I have a spark streaming application running inside a k8s cluster (using spark-operator).
I have 1 executor, reading batches every 5s from a Kinesis stream. The Kinesis stream has 12 shards, and the executor creates 1 receiver per shard. I gave it 24 cores, so it should be more than enough to handle it.
For some unknown reason, sometimes the executor crashes. I suspect it is due to memory going over the k8s pod memory limit, which would cause k8s to kill the pod. But I have not been able to prove this theory yet.
After the executor crashes, a new one is created.

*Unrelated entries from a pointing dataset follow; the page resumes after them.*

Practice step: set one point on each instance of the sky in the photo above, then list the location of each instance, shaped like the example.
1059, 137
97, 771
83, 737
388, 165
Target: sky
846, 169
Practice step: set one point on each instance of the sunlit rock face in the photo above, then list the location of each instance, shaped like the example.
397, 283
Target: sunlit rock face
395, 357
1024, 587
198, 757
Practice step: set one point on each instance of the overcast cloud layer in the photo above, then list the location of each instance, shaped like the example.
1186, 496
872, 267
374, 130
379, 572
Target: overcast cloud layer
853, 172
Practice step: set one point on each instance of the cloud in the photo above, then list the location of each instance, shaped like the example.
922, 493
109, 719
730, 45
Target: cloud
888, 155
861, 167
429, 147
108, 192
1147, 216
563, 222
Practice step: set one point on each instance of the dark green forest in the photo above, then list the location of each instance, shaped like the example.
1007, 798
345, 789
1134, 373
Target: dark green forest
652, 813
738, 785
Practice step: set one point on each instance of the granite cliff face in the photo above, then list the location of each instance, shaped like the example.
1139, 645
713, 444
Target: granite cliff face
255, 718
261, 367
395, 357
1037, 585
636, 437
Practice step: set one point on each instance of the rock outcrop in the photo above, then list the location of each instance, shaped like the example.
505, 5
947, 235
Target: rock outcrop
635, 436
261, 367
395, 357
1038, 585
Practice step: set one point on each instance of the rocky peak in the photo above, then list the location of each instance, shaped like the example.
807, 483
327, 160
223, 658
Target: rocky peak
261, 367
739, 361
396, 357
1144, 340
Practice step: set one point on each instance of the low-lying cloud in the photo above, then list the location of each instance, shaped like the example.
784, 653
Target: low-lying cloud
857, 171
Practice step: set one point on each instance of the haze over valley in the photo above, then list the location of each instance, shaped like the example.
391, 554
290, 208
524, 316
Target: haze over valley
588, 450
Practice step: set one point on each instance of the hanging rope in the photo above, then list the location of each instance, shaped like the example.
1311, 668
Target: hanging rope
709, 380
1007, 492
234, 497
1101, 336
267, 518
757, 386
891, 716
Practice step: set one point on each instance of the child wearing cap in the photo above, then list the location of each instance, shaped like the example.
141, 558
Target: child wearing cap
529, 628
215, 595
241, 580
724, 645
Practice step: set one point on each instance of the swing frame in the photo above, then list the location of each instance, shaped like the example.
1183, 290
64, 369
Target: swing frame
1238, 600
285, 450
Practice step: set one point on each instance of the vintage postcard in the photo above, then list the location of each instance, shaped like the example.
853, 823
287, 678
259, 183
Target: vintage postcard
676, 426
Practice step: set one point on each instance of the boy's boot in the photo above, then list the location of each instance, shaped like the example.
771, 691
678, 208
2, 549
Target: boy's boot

However, the "work" stops. The new executor is not doing anything.
I investigated a bit:
Looking at the logs of the pod - I saw that it did execute a few tasks successfully after it was created, and then it stopped because it did not get any more tasks.
Looking in Spark Web UI - I see that there is 1 “running batch” that is not finishing.
I found some docs that say there can always be only 1 active batch at a time. So this is why the work stopped - it is waiting for this batch to finish.
Digging a bit deeper in the UI, I found this page that shows details about the tasks.
So executor 2 finished doing all the tasks it was assigned. There are 12 tasks that were assigned to executor 1 which are still waiting to finish, but executor 1 is dead.
Why does this happen? Why does Spark not know that executor 1 is dead and never going to finish it's assigned tasks? I would expect Spark to reassign these tasks to executor 2.